The company has announced that more than 70 percent of its current freighters operate for customers in these markets, and this percentage will increase as they ramp up from six aircraft for Amazon currently to an expected 20 by the end of 2018.

“Earnings growth in the second quarter reflected a 17 percent increase in revenue, 15 percent increase in block hours, and higher direct contribution in all of our segments,” said William J Flynn, president and chief executive officer. “During the quarter, we started flying for Cathay Pacific and Yangtze River Airlines and added four 767-300 freighters for Amazon, including our fifth and sixth aircraft in June.

“We are experiencing good momentum in our business, and we expect that to carry through 2017, into 2018 and beyond. As a result, we are increasing our full-year 2017 outlook.

“We anticipate that our adjusted income from continuing operations, net of taxes, will grow by a percentage in the mid-teens this year, approximately double the midpoint of our previous outlook.

“We have entered into an ACMI agreement to operate three 747-400s for Hong Kong Air Cargo, the first of which will start flying in September. We have a strategic focus on the fast-growing Chinese and Asian markets, and we have added five new customers there this year.”

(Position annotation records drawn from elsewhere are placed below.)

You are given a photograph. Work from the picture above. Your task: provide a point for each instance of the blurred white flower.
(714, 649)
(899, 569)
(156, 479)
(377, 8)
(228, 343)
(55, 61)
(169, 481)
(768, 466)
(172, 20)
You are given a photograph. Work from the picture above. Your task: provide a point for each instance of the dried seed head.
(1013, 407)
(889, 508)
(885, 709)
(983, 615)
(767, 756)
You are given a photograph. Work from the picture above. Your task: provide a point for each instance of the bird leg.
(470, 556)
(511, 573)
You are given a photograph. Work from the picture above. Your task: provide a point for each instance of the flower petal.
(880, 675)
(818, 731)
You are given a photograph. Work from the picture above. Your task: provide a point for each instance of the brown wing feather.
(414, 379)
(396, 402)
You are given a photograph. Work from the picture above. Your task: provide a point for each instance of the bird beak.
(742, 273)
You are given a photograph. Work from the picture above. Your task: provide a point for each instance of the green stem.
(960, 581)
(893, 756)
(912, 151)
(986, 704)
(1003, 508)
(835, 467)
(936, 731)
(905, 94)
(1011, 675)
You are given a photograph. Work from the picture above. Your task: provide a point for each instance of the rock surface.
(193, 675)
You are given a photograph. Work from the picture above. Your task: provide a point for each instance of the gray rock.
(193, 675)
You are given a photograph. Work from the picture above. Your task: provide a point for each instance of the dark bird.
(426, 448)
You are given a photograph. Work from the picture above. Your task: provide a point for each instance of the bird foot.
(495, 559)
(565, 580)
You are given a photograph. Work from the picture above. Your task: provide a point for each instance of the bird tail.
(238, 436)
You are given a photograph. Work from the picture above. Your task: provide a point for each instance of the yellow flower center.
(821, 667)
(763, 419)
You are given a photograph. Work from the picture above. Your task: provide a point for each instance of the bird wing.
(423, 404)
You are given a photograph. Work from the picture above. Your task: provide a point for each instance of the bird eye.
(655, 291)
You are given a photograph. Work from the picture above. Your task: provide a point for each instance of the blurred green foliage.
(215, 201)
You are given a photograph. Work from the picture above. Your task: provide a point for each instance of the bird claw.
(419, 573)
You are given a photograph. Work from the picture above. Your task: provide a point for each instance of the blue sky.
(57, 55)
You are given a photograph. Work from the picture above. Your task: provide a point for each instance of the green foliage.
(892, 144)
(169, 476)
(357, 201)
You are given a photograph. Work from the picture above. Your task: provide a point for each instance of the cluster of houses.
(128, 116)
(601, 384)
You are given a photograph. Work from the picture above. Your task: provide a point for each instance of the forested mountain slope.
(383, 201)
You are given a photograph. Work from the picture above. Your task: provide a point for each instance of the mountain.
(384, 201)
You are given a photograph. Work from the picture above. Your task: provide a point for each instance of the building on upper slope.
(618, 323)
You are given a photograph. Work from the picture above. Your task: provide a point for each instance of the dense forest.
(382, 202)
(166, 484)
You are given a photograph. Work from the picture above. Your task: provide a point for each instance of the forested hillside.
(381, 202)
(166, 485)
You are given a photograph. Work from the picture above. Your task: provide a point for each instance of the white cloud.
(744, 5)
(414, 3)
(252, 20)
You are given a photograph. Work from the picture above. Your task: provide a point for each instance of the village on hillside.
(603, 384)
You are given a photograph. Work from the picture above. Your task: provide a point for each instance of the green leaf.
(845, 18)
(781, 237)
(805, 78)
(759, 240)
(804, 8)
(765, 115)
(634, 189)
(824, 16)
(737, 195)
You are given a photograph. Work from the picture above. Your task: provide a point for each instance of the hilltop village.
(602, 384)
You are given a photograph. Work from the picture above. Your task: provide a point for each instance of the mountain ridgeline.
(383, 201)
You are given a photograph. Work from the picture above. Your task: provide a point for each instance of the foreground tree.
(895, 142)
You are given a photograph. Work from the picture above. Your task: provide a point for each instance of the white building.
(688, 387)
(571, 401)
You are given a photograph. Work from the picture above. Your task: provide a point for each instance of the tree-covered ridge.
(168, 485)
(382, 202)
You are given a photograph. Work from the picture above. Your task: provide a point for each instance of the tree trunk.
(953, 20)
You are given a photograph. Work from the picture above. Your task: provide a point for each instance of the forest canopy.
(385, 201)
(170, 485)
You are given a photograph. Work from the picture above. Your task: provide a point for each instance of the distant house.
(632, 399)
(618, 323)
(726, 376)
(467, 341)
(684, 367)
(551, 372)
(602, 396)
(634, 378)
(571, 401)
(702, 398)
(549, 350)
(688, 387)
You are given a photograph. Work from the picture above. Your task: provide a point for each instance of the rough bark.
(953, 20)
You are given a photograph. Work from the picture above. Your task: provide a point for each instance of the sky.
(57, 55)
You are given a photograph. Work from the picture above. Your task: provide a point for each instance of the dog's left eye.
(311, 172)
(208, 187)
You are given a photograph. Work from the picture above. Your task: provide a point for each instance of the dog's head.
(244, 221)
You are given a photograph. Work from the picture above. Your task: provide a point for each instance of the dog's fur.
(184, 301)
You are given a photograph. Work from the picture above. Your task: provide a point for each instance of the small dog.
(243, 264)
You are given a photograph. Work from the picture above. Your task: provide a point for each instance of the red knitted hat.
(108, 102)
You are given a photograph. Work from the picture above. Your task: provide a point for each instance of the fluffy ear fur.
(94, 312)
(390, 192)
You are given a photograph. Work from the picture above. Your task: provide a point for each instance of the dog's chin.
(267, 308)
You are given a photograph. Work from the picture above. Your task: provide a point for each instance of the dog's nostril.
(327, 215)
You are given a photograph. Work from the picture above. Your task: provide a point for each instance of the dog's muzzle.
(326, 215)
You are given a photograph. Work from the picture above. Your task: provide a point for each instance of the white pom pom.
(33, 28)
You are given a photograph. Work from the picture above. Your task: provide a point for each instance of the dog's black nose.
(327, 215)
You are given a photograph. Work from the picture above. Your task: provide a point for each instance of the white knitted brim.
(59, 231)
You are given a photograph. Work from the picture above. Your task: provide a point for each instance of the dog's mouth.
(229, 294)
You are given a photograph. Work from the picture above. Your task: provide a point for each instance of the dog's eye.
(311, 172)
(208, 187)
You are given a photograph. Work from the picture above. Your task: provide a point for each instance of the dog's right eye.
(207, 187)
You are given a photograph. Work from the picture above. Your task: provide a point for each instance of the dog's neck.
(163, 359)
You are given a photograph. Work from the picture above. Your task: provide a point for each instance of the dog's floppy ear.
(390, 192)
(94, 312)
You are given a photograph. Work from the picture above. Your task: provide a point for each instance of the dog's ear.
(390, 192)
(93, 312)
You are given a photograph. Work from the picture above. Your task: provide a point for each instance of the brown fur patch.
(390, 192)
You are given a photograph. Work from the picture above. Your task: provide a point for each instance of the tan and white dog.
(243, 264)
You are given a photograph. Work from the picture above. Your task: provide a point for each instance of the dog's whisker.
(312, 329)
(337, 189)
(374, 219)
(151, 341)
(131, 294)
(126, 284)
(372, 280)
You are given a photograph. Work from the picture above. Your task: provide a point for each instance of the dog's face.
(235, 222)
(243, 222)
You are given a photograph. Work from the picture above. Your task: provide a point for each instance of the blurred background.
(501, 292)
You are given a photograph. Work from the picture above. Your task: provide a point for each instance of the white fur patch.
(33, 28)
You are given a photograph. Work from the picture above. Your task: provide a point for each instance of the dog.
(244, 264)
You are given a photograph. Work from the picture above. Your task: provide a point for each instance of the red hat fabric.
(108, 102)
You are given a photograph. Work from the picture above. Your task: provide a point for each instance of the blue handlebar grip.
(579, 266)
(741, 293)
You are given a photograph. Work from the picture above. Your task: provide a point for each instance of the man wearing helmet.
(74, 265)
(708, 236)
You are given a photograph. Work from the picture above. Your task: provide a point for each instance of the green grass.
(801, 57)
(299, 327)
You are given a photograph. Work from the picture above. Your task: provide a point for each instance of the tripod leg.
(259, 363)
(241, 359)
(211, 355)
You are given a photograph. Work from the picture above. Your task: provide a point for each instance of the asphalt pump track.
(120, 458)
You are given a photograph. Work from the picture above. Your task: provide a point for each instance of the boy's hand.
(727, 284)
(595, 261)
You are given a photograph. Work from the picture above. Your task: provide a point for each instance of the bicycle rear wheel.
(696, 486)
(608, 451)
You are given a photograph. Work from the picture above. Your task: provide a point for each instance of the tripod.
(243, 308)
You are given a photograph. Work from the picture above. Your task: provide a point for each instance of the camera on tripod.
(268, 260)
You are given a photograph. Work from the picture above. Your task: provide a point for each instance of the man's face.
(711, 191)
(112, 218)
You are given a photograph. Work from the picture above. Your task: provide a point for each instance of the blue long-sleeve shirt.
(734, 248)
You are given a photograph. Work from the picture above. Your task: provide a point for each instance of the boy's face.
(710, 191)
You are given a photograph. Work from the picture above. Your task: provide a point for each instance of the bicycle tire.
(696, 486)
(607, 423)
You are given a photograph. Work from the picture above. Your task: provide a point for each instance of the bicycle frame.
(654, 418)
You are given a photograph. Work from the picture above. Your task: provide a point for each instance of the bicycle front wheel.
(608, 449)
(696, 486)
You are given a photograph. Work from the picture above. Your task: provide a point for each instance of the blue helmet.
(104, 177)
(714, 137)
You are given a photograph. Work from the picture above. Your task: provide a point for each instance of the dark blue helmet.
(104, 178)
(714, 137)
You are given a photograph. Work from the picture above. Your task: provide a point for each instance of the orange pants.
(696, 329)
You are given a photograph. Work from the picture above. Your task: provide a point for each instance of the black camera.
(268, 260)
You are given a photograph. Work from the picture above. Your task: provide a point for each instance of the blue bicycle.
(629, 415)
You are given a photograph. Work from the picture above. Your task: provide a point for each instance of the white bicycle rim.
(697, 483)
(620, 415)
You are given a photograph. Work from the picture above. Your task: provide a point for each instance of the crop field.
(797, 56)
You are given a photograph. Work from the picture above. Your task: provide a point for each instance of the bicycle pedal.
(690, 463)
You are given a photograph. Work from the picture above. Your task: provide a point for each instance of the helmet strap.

 “The evolution of e-commerce is transforming the global supply chain and creating significant new opportunities for Atlas. Freighter aircraft in scaled route networks, such as those that we operate, provide the just-in-time service that enables consumers to receive their orders as quickly as possible.”

“We expect our adjusted income from continuing operations, net of taxes, in 2017 to grow by a percentage in the mid-teens compared with 2016 adjusted income of $114.3 million, approximately double the midpoint of our prior view of mid-single-digit to low-double-digit percentage growth,”

“In addition, we expect adjusted income from continuing operations, net of taxes, in the third quarter of 2017 to increase by a percentage in the low- to mid-teens compared with our third-quarter 2016 adjusted income of $27.4 million,” added the carrier through a statement.

The company expects strong growth from its new initiatives and stronger market conditions. It also aims to move deeply into faster-growing express and e-commerce markets.

“We believe the current demand, including our new services for Asiana Cargo, Cathay Pacific Cargo, FedEx, Hong Kong Air Cargo, Nippon Cargo Airlines and Yangtze River Airlines, the initial accretion from our Amazon operations, and the first full year of contribution from Southern Air provide a strong foundation for earnings growth,” said the parent company of Atlas Air, Polar Air Cargo, Southern Air and Titan Aviation.

Given the inherent seasonality of airfreight demand, we anticipate that results in 2017 will reflect historical patterns, with more than 70 percent of our adjusted income occurring in the second half.

Aircraft maintenance expense in 2017 should total approximately $255 million, and depreciation and amortization is expected to total approximately $170 million. In addition, core capital expenditures, which exclude aircraft and engine purchases, are expected to total approximately $65 to $75 million, mainly for parts and components for our fleet.